Par la suite, des discussions avec la direction et les salariés se poursuivent. Certains élus poussent pour mettre fin à cette formation. « Combien de salariés sont formés à l’utilisation de l’ennéagramme ? », questionne une personne présente lors d’un nouveau CSE le 14 septembre 2023. « Compte tenu des doutes persistant de dérives sectaires autour de certains organismes de formation, nous demandons la suspension du financement de ces formations et de réaffecter le budget dans les salaires », poursuit l’individu.
Près de 500 000 euros dépensés en développement personnel
Le DRH du groupe aurait alors répondu que l’ennéagramme servait « pour apprendre à se connaître (…) Les formations engagées, sont maintenues pour cette fin d’année. » Aujourd’hui, selon la CGT Fleury Michon, leur nombre a été réduit. Au total, en 2023, le développement personnel a représenté un lourd investissement avoisinant « pas loin de 500 000 euros en comptant toutes les formations ».
Depuis, en interne on regrette une dégradation des rapports avec la direction. « Les relations n’ont jamais été bonnes. Mais elles se sont détériorées au moment des élections professionnelles en décembre 2023 », souligne un cégétiste. Selon lui, la direction aurait mené campagne contre l’organisation lors de réunions entre salariés et cadres dirigeants de l’entreprise. « Ce sont des réunions qu’ils appellent « libre-échange ». Des participants nous ont rapporté que lors de celles-ci des propos ont été tenus contre la CGT, en prenant le soin de ne pas la nommer, mais en mettant en garde les salariés de voter pour nous », poursuit-il.

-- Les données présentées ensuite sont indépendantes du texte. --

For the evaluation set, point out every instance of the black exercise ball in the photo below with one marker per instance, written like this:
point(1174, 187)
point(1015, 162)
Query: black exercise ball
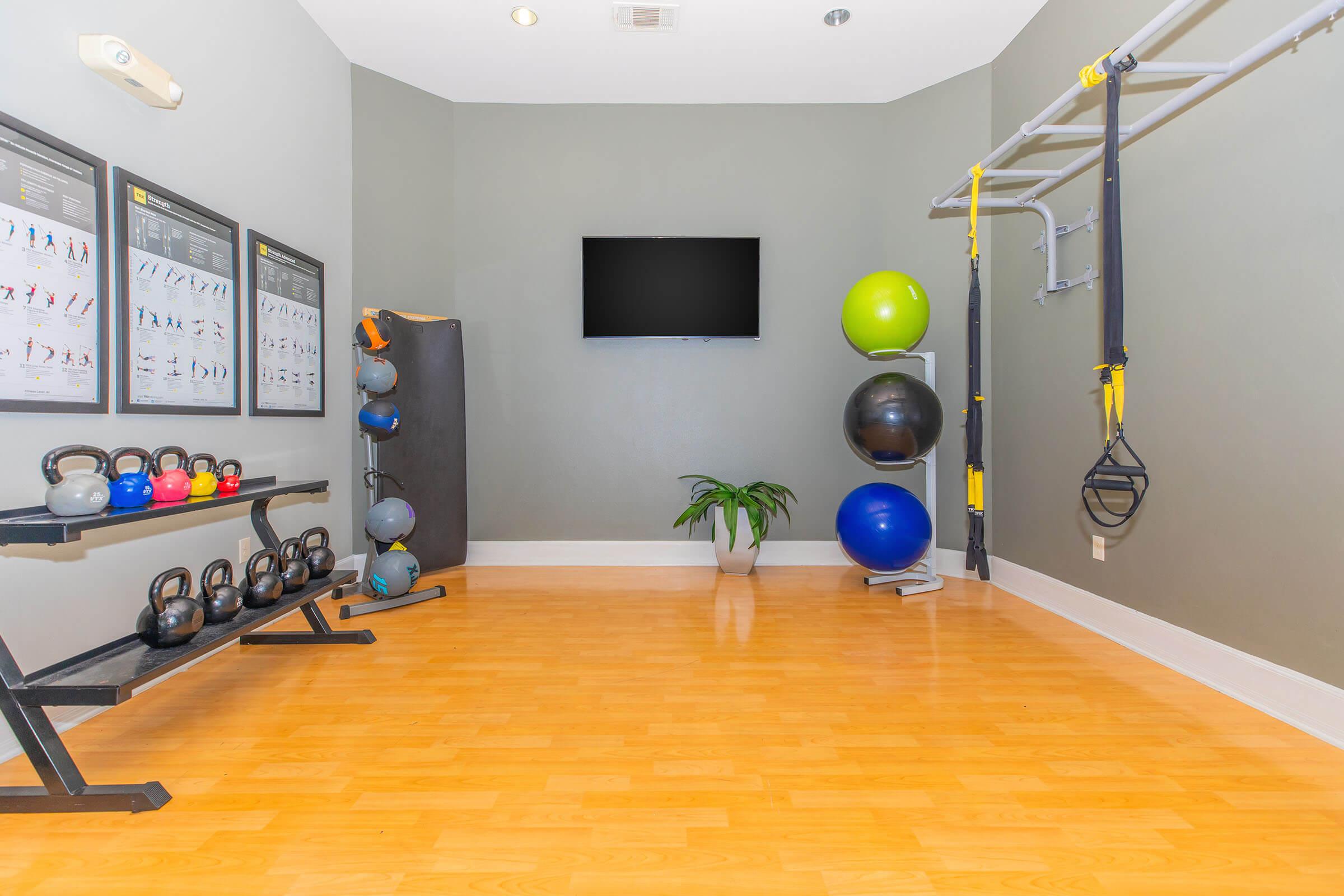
point(893, 418)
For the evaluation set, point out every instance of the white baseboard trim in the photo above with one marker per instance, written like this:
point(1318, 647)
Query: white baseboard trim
point(1305, 703)
point(635, 554)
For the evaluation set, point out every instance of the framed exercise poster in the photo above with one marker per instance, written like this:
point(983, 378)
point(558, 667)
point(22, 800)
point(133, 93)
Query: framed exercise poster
point(288, 347)
point(178, 343)
point(53, 278)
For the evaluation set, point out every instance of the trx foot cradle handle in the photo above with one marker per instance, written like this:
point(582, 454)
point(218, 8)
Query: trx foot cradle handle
point(1109, 486)
point(1116, 469)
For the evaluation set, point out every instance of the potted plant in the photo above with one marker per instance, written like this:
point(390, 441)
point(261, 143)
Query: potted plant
point(734, 508)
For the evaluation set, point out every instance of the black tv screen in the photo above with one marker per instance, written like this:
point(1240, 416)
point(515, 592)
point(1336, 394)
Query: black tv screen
point(671, 288)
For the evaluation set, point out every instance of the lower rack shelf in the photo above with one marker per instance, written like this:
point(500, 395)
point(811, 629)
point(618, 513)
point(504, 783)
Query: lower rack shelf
point(106, 676)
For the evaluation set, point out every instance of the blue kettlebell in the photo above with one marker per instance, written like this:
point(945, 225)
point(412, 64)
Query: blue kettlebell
point(131, 489)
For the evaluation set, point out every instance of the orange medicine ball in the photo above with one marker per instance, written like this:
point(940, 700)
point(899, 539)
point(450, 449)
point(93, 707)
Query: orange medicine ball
point(373, 334)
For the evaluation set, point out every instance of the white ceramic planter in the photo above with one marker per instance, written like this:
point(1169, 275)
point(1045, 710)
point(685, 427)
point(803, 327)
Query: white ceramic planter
point(743, 557)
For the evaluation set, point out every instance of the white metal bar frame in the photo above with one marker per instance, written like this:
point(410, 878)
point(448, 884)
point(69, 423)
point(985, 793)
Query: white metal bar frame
point(924, 575)
point(1215, 73)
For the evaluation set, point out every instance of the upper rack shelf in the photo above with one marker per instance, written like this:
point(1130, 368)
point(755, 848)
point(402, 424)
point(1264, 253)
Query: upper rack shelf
point(38, 526)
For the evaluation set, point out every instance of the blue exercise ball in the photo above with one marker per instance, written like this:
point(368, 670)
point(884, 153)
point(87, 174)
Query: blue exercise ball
point(884, 527)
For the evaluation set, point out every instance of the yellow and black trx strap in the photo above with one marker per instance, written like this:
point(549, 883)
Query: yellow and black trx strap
point(1124, 476)
point(976, 555)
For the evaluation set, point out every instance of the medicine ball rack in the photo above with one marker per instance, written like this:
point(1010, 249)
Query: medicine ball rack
point(109, 675)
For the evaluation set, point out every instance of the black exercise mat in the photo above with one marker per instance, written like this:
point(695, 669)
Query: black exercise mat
point(429, 452)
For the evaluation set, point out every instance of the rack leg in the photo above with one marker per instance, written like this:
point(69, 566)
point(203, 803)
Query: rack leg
point(64, 789)
point(321, 632)
point(391, 604)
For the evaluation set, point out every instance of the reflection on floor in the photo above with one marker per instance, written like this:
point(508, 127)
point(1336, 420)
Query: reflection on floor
point(676, 731)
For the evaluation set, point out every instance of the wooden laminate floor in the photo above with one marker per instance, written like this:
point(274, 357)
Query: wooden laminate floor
point(624, 732)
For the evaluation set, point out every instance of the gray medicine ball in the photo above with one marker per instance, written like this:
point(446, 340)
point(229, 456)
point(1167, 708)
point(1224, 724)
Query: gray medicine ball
point(394, 573)
point(390, 520)
point(375, 375)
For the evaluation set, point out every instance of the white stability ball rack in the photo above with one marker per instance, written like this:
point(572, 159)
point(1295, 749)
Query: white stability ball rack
point(924, 574)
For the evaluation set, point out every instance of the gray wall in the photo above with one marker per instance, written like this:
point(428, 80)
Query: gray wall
point(575, 440)
point(293, 186)
point(404, 231)
point(1231, 242)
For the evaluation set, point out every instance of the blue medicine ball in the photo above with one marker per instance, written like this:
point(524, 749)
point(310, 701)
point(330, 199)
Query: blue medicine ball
point(884, 527)
point(381, 417)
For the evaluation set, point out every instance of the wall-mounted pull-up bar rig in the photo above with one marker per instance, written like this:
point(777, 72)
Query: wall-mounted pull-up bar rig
point(1215, 73)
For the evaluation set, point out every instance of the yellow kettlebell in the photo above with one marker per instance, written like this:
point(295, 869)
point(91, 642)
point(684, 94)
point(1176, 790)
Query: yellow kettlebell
point(202, 481)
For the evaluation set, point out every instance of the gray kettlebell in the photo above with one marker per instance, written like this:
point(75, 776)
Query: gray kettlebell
point(293, 571)
point(264, 586)
point(320, 559)
point(170, 621)
point(223, 601)
point(78, 493)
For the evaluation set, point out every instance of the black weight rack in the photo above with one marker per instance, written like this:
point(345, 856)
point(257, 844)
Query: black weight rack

Ces crispations s’inscrivent dans un historique déjà chargé en conflits sociaux. En 2017, le spécialiste de l’agroalimentaire avait organisé un « plan Renaissance » qui supprimait 350 postes. En février dernier, une des élues CGT a cessé de travailler pendant quelques jours à la suite d’une réunion houleuse au cours de laquelle, le directeur des relations sociales l’aurait intimé d’arrêter de « poser des questions » et de « prendre la parole ».
Plus récemment, un salarié et élu du personnel est visé par une procédure disciplinaire. À l’occasion des négociations annuelles obligatoires, les salariés insatisfaits de l’avancée des discussions, se sont rassemblés au siège social de Fleury Michon. Une querelle aurait alors éclaté entre la délégation CFDT et ce salarié en raison d’un accord signé par les premiers des années auparavant. « Un délégué CFDT s’est accroché à lui. Des menaces ont été proférées. À la suite de cet événement, la délégation CFDT s’est déclarée en accident de travail et a déposé un droit d’alerte pour atteinte à la personne », raconte un responsable CGT Fleury Michon.
Résultat : le cégétiste se retrouve convoqué par sa direction. Initialement prévu ce lundi 15 avril, son entretien « préalable à une éventuelle sanction » (d’après la lettre envoyée par Fleury Michon) avec la direction a été décalé au vendredi 19 avril. Le syndicat y voit une nouvelle occasion pour la direction de réprimer un de ses adhérents. Pour l’heure, le principal concerné ignore le motif de cette convocation. Contacté sur tous ces points, Fleury Michon a précisé ne pas vouloir apporter de « commentaires sur cette situation interne ».